Code selectors and data selectors

Neob91 · Post by **Neob91** » Wed Sep 08, 2010 3:26 pm

Hello. I am preparing to start writing my own OS (wanted to have it all figured out before I actually start writing anything). I wonder, why can't I have a GDT entry that would specify a segment in which both data and code can reside (can be modified and executed)? How can I know where an application has its data and where it has its code to distinguish it? It's very unclear to me. I would appreciate your help very much.

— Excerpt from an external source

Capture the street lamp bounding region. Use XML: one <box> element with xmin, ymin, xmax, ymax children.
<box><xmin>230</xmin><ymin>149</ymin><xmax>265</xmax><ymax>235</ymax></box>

Combuster · Post by **Combuster** » Wed Sep 08, 2010 5:24 pm

A segment describes a location and a purpose. A readable segment can be either data or code, but not both - after all using data as code or vice versa is in 99% of the cases a security problem. Alternatively, a segment can also point to a system structure, like the TSS or LDT.

At the other end, the CPU holds a bunch of segment registers: CS for code, and DS ES FS GS SS for data. since all code lookups are relative to CS and data lookups are relative to DS, ES or SS depending on context the address space is separated by design. You can use this to tighten security by not allowing write access to code, and not allowing data to be executed, as long as the area pointed to by CS does not overlap with the area pointed to by any of the other segment registers - the CPU takes care that only code segments can end up in CS and only data segments can end up in each of the other registers.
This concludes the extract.